The Rayleigh distribution is often used where two orthogonal components
have an absolute value,
for example, wind velocity and direction may be combined to yield a wind speed,
or real and imaginary components may have absolute values that are Rayleigh distributed.
The following graph illustrates how the Probability density Function(pdf) varies with the shape parameter [sigma]:
[graph rayleigh_pdf]
and the Cumulative Distribution Function (cdf)
[graph rayleigh_cdf]
[h4 Related distributions]
The absolute value of two independent normal distributions X and Y, [radic] (X[super 2] + Y[super 2])
is a Rayleigh distribution.
The [@http://en.wikipedia.org/wiki/Chi_distribution Chi],
[@http://en.wikipedia.org/wiki/Rice_distribution Rice]
and [@http://en.wikipedia.org/wiki/Weibull_distribution Weibull] distributions are generalizations of the
[@http://en.wikipedia.org/wiki/Rayleigh_distribution Rayleigh distribution].
[h4 Member Functions]
BOOST_MATH_GPU_ENABLED rayleigh_distribution(RealType sigma = 1);
Constructs a [@http://en.wikipedia.org/wiki/Rayleigh_distribution
Rayleigh distribution] with [sigma] /sigma/.
Requires that the [sigma] parameter is greater than zero,
otherwise calls __domain_error.
BOOST_MATH_GPU_ENABLED RealType sigma()const;
Returns the /sigma/ parameter of this distribution.
[h4 Non-member Accessors]
All the [link math_toolkit.dist_ref.nmp usual non-member accessor functions] that are generic to all
distributions are supported: __usual_accessors.
For this distribution all non-member accessor functions are marked with `BOOST_MATH_GPU_ENABLED` and can
be run on both host and device.
The domain of the random variable is \[0, max_value\].
In this distribution the implementation of both `logcdf`, and `logpdf` are specialized
to improve numerical accuracy.
[h4 Accuracy]
The Rayleigh distribution is implemented in terms of the
standard library `sqrt` and `exp` and as such should have very low error rates.
Some constants such as skewness and kurtosis were calculated using
NTL RR type with 150-bit accuracy, about 50 decimal digits.
[h4 Implementation]
In the following table [sigma] is the sigma parameter of the distribution,
/x/ is the random variate, /p/ is the probability and /q = 1-p/.
[table
[[Function][Implementation Notes]]
[[pdf][Using the relation: pdf = x * exp(-x[super 2])/2 [sigma][super 2] ]]

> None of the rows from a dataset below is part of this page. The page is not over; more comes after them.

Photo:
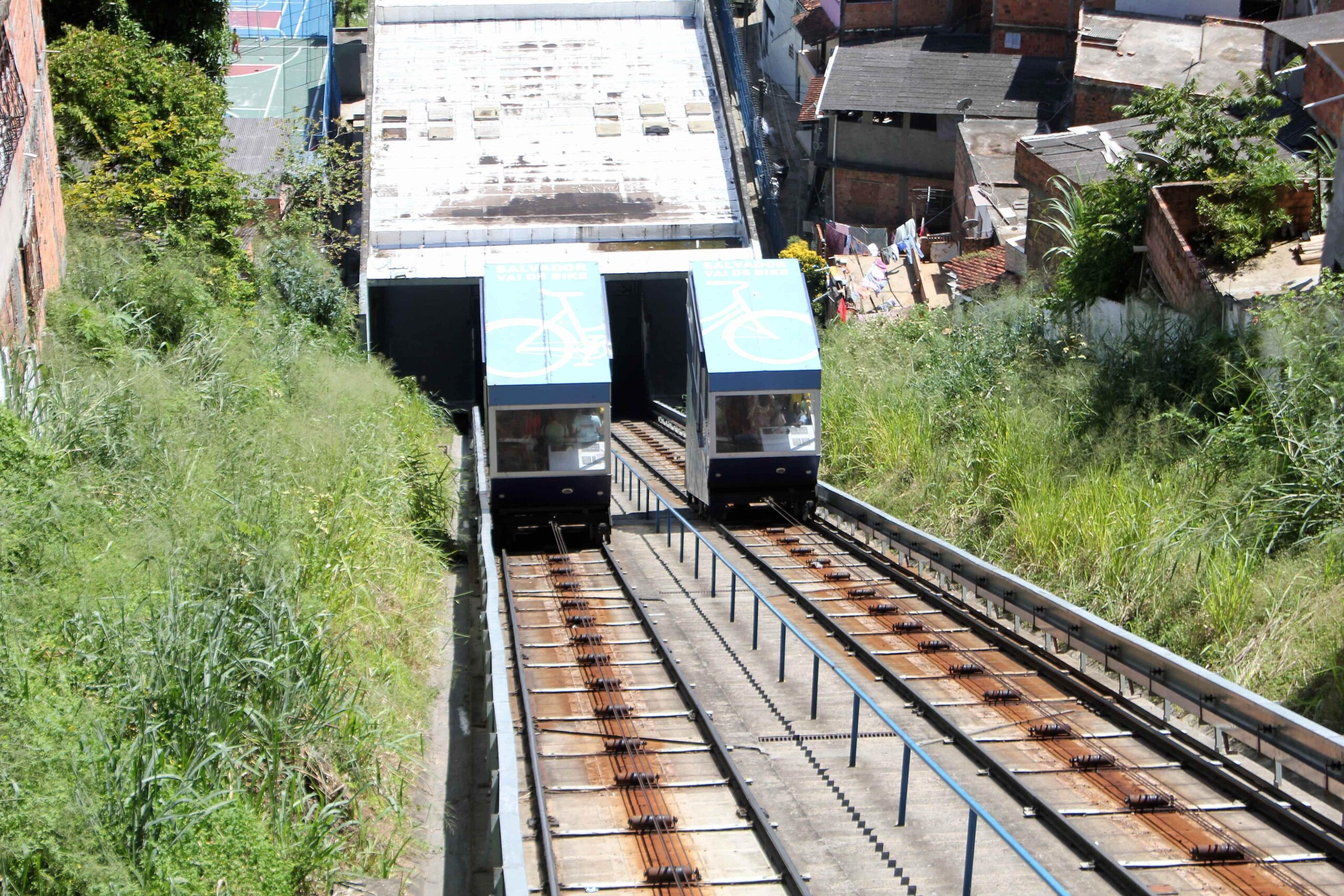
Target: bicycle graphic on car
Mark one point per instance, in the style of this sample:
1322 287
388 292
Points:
740 313
555 342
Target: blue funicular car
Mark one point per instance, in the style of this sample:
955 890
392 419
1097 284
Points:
754 387
548 397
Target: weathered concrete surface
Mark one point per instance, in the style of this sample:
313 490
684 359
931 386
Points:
838 823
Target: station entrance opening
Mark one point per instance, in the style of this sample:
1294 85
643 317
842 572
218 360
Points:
648 343
432 332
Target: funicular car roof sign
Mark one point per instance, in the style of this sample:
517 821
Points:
546 333
756 325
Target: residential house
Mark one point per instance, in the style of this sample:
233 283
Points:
893 108
1121 53
33 226
1078 156
990 205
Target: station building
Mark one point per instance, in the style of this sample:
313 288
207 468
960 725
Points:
545 132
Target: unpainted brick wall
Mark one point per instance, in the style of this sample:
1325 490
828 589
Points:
1034 44
877 199
1321 82
1042 14
857 16
34 181
1095 102
1171 217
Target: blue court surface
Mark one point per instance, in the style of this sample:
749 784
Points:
281 18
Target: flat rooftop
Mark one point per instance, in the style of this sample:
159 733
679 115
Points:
1148 51
1270 275
545 131
992 147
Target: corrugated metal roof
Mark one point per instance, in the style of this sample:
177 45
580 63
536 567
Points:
890 76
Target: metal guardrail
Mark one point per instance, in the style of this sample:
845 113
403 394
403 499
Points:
1311 750
640 491
752 123
506 836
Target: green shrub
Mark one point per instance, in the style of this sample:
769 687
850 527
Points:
306 282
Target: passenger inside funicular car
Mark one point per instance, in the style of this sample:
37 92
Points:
550 440
780 422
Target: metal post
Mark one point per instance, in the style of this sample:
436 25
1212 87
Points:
756 620
816 676
971 855
905 787
854 733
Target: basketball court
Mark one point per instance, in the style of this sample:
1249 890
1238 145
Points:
282 59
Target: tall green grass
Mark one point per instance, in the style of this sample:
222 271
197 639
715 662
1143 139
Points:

[[logpdf][log(pdf) = -(x[super 2])/(2*[sigma][super 2]) - 2*log([sigma]) + log(x) ]]
[[cdf][Using the relation: p = 1 - exp(-x[super 2]/2) [sigma][super 2]= -__expm1(-x[super 2]/2) [sigma][super 2]]]
[[logcdf][log(cdf) = log1p(-exp(-x[super 2] / (2*[sigma][super 2]))) ]]
[[cdf complement][Using the relation: q = exp(-x[super 2]/ 2) * [sigma][super 2] ]]
[[quantile][Using the relation: x = sqrt(-2 * [sigma] [super 2]) * log(1 - p)) = sqrt(-2 * [sigma] [super 2]) * __log1p(-p))]]
[[quantile from the complement][Using the relation: x = sqrt(-2 * [sigma] [super 2]) * log(q)) ]]
[[mean][[sigma] * sqrt([pi]/2) ]]
[[variance][[sigma][super 2] * (4 - [pi]/2) ]]
[[mode][[sigma] ]]
[[skewness][Constant from [@http://mathworld.wolfram.com/RayleighDistribution.html Weisstein, Eric W. "Weibull Distribution." From MathWorld--A Wolfram Web Resource.] ]]
[[kurtosis][Constant from [@http://mathworld.wolfram.com/RayleighDistribution.html Weisstein, Eric W. "Weibull Distribution." From MathWorld--A Wolfram Web Resource.] ]]
[[kurtosis excess][Constant from [@http://mathworld.wolfram.com/RayleighDistribution.html Weisstein, Eric W. "Weibull Distribution." From MathWorld--A Wolfram Web Resource.] ]]
]
[h4 References]
* [@http://en.wikipedia.org/wiki/Rayleigh_distribution ]
* [@http://mathworld.wolfram.com/RayleighDistribution.html Weisstein, Eric W. "Rayleigh Distribution." From MathWorld--A Wolfram Web Resource.]
[endsect] [/section:Rayleigh Rayleigh]
[/
Copyright 2006 John Maddock and Paul A. Bristow.
Distributed under the Boost Software License, Version 1.0.
(See accompanying file LICENSE_1_0.txt or copy at
http://www.boost.org/LICENSE_1_0.txt).
]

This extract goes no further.